Agricultural import laws
This is an area of law that normally, consumers have no reason to deal with. However the laws apply to absolutely everyone connected with import of biological items like this.
Of course a recipient of unsolicited seeds has no reason to have learned any of this.
What scientists and lawmakers are worried about is very serious. But of course it's all technical and scientific arcana: there's no reason for a consumer to need to know if they're doing normal consumer things. If you are curious, have an open mind and are willing to ask earnestly, you will find there are very good policy reasons for it, and failure to follow the laws will potentially do a staggering amount of property damage.
Your best bet is to contact your state's department of agriculture or the USDA, and ask them what to do with the seeds. Absent any other advice, I would biologically destroy them by tossing them into any red medical "sharps container" or other bio-waste container at a drugstore, testing lab, free clinic, doctor's office or hospital that you happen to be visiting. Those are incinerated to bio-waste standards.
Brushing - fake review scamming
The usual reason for unordered goods from China is called "brushing" - it is the writing of fake reviews on sale sites - getting a collection of positive reviews is worth a lot of money to the scammer. In particular Amazon is targeted, because the vast majority of products on Amazon are actually from third party sellers, sold through their eBay-like "Amazon Marketplace", which is intermixed with actual Amazon items. Amazon very actively uses algorithms to hunt down and exterminate these fake reviews, so scam sellers go to equally sophisticated extremes to evade that algorithm detection.
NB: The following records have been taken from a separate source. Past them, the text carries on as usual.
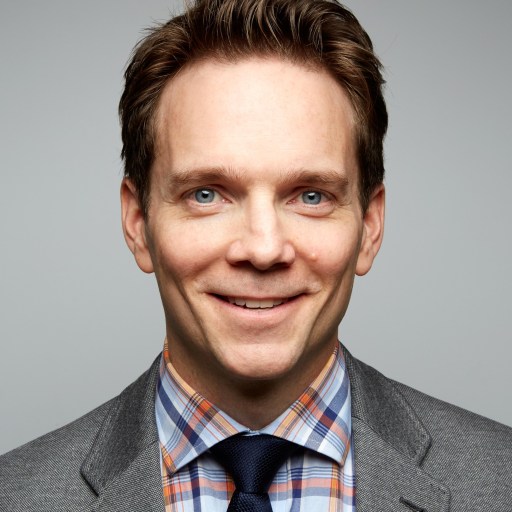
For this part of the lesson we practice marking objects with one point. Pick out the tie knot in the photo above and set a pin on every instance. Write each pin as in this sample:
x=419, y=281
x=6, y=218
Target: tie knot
x=253, y=461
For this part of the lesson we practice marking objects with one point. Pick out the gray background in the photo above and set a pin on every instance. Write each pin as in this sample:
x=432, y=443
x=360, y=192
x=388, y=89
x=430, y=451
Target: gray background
x=435, y=310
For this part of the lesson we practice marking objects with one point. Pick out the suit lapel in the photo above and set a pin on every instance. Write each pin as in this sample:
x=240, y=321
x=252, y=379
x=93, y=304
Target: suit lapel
x=123, y=465
x=390, y=443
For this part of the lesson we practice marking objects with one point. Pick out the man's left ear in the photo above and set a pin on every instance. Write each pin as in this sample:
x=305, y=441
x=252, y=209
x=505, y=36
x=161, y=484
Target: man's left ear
x=373, y=231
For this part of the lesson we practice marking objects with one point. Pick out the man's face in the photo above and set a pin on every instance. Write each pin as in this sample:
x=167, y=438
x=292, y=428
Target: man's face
x=255, y=230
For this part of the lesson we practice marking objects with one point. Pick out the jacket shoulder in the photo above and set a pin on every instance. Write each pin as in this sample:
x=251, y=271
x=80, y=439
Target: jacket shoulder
x=45, y=474
x=49, y=466
x=458, y=431
x=469, y=453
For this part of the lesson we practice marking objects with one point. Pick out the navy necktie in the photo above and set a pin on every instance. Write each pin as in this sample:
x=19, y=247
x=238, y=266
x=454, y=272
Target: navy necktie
x=252, y=461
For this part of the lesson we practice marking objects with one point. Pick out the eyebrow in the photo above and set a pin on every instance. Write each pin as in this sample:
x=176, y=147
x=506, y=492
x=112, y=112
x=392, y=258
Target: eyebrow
x=200, y=175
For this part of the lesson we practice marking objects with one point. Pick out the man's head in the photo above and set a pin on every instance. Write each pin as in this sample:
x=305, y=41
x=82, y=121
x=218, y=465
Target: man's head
x=320, y=34
x=253, y=220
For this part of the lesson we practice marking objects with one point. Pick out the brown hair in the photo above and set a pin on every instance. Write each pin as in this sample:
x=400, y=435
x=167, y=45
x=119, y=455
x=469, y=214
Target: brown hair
x=320, y=33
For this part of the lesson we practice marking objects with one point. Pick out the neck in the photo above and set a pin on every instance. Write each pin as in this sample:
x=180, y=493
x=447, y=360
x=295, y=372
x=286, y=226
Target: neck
x=254, y=403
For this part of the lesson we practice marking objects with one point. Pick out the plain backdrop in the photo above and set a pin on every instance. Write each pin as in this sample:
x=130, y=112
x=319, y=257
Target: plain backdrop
x=79, y=321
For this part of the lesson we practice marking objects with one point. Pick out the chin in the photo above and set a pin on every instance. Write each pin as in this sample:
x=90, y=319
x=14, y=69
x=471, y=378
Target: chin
x=260, y=364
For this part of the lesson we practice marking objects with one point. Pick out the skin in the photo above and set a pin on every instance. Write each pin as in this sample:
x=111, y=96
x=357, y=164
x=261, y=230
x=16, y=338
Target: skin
x=254, y=196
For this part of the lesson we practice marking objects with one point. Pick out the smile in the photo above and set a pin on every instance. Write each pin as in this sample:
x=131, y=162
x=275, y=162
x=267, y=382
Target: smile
x=255, y=303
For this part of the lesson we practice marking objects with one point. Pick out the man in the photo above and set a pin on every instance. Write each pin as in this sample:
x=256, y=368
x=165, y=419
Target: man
x=252, y=135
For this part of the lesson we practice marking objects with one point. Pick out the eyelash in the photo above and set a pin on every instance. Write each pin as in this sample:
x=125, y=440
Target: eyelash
x=297, y=198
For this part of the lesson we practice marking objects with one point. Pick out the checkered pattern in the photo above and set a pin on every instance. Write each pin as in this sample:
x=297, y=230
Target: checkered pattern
x=319, y=479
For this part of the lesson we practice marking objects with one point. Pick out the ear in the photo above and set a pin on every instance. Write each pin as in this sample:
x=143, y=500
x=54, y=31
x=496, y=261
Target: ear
x=373, y=231
x=134, y=226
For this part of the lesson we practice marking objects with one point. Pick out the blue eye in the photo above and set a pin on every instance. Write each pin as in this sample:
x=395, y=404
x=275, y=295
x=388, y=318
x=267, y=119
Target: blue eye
x=312, y=197
x=204, y=195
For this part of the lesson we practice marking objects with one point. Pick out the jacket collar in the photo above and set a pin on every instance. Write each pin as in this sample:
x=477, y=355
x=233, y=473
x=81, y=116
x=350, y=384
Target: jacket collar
x=390, y=443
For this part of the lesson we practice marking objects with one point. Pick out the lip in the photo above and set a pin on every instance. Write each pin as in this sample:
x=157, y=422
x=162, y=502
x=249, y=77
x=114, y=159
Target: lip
x=283, y=306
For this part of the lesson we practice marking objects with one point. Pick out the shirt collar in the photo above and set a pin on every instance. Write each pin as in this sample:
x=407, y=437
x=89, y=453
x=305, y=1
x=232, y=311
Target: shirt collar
x=188, y=424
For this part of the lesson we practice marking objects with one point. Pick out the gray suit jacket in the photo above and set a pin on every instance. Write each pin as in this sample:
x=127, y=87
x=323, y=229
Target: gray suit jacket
x=412, y=452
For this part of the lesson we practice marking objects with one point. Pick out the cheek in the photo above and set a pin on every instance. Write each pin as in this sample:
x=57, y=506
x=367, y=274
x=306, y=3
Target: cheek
x=331, y=251
x=184, y=248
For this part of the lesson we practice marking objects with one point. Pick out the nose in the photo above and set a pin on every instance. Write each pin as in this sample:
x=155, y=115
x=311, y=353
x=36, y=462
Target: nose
x=261, y=239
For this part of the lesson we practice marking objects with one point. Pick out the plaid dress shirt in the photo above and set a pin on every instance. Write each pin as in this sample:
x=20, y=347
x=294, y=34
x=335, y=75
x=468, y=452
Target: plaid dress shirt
x=318, y=479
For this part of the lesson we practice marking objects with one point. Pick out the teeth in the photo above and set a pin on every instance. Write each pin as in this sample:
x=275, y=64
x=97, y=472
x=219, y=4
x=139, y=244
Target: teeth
x=256, y=304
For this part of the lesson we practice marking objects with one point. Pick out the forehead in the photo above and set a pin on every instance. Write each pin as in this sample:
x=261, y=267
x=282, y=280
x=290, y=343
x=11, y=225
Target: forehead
x=255, y=114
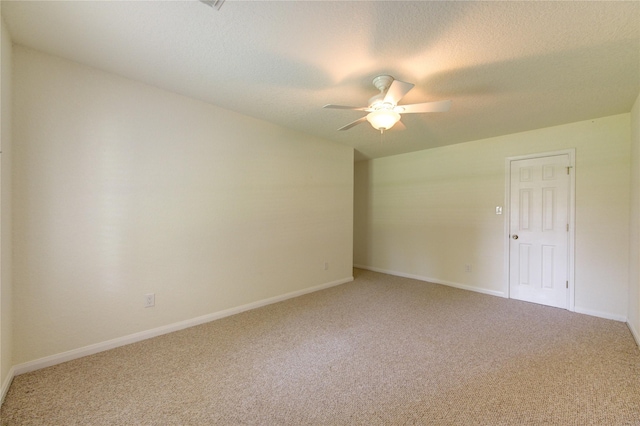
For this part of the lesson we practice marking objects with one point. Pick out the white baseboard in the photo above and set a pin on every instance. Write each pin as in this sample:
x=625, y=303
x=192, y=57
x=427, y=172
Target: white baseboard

Typically a scam seller creates an Amazon product listing for a product intended to be sold. Then, the scammer uses a bunch of sock-puppet Amazon accounts, to make actual purchases of those products with real money (85% of which they get back, since they are the seller). To guard against this, Amazon wants to see proof of actual shipment. So either they stock the item into Amazon's warehouse, or they direct-ship with a trackable method such as USPS's ePacket service, and pass the tracking info to Amazon.
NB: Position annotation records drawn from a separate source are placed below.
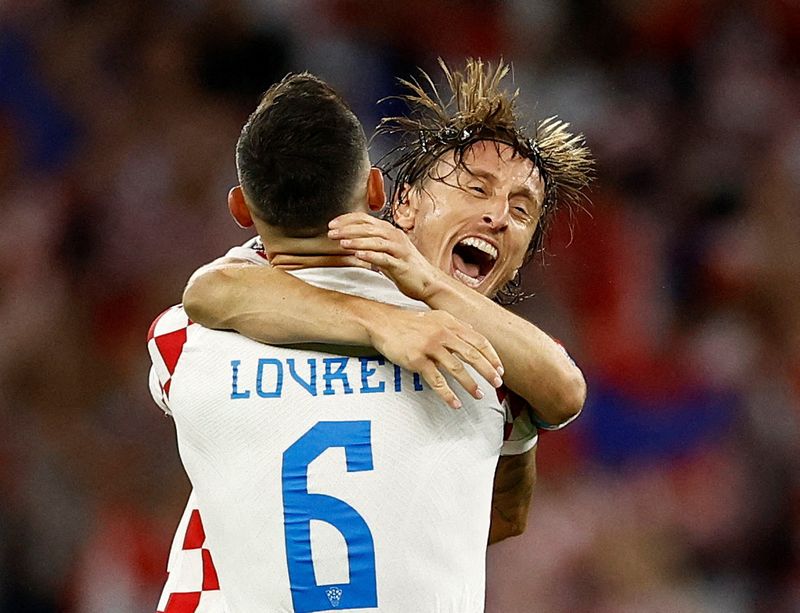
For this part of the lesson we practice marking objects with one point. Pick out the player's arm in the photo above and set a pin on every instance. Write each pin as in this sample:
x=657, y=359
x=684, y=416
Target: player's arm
x=536, y=367
x=272, y=306
x=513, y=488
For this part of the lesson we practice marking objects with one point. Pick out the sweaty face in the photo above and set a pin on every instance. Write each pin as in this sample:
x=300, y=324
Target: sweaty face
x=475, y=220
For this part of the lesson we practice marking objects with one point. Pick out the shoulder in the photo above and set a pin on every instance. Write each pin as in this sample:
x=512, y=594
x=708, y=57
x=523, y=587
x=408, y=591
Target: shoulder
x=166, y=340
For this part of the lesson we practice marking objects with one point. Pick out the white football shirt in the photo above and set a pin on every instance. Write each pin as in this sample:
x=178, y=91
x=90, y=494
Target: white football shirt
x=329, y=482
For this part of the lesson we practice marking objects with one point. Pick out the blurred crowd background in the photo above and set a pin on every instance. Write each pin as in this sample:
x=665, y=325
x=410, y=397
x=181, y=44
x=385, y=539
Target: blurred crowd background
x=678, y=490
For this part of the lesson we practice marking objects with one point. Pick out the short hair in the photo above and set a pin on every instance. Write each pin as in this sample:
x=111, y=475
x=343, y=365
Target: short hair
x=478, y=110
x=301, y=156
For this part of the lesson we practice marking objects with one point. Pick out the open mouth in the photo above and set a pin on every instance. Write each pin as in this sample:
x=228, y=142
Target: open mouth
x=473, y=260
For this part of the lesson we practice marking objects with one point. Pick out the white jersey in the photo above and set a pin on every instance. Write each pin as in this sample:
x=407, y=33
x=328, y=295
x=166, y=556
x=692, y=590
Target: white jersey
x=325, y=482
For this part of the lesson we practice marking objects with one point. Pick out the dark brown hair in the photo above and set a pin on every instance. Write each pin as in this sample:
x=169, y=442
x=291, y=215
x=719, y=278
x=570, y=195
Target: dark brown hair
x=301, y=155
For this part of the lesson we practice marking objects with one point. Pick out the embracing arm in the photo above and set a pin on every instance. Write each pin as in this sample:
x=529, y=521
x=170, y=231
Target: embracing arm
x=536, y=367
x=272, y=306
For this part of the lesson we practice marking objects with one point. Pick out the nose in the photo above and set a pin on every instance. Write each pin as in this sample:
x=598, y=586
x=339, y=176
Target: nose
x=496, y=214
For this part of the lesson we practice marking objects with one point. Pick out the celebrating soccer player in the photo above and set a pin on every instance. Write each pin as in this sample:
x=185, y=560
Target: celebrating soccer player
x=401, y=484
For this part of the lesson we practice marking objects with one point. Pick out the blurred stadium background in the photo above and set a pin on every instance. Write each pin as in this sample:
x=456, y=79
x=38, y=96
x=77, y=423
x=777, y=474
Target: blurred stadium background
x=677, y=491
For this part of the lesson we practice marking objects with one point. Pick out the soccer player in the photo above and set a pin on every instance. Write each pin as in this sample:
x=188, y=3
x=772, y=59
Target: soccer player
x=472, y=200
x=328, y=481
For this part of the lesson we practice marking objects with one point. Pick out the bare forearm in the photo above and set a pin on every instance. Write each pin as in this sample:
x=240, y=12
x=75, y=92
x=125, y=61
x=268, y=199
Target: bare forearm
x=272, y=306
x=514, y=481
x=536, y=367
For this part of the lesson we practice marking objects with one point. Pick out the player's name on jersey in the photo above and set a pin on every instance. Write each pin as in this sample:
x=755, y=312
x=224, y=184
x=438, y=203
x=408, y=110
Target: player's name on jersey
x=269, y=377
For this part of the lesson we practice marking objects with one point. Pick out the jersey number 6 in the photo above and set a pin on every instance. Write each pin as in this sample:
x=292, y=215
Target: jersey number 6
x=300, y=507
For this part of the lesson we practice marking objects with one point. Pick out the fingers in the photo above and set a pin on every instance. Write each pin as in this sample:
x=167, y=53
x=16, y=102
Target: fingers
x=438, y=384
x=452, y=364
x=466, y=353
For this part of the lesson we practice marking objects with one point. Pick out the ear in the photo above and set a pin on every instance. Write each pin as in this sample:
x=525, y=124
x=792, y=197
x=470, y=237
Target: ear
x=405, y=209
x=376, y=193
x=238, y=207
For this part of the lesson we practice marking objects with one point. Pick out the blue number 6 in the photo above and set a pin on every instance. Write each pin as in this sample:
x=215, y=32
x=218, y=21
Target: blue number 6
x=300, y=507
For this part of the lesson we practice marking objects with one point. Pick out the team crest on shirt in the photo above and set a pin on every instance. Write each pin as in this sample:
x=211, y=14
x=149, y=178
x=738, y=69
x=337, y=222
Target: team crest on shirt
x=334, y=595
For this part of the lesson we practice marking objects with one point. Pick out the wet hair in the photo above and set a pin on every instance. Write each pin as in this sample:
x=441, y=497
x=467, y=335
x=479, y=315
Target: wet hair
x=301, y=156
x=479, y=110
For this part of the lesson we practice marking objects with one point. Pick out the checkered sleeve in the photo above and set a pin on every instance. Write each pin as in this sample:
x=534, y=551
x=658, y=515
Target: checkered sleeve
x=165, y=341
x=192, y=584
x=520, y=434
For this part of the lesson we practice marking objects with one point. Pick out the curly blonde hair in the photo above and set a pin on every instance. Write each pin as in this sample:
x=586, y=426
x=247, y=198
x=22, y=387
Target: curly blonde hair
x=479, y=110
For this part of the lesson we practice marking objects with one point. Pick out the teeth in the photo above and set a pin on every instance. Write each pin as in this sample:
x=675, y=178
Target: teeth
x=481, y=244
For that, they need a random variety of real US addresses. Nothing easier; in the U.S. real estate ownership data is public record. They haven't hacked you or obtained your PII; they are simply picking random residential street addresses and using those public records to get the homeowner's name. Amazon has access to that same database, so they could detect wholesale use of fake names.
So, random people randomly get packages from overseas or Amazon fulfillment. A fake review is written in your name, but other than that, they don't have your email address or any other PII. It's not a threat to your security.
Now if your name is not in public real estate records, then you might have a problem - but it could be a simple as the hack several years ago of one of the credit reporting agencies.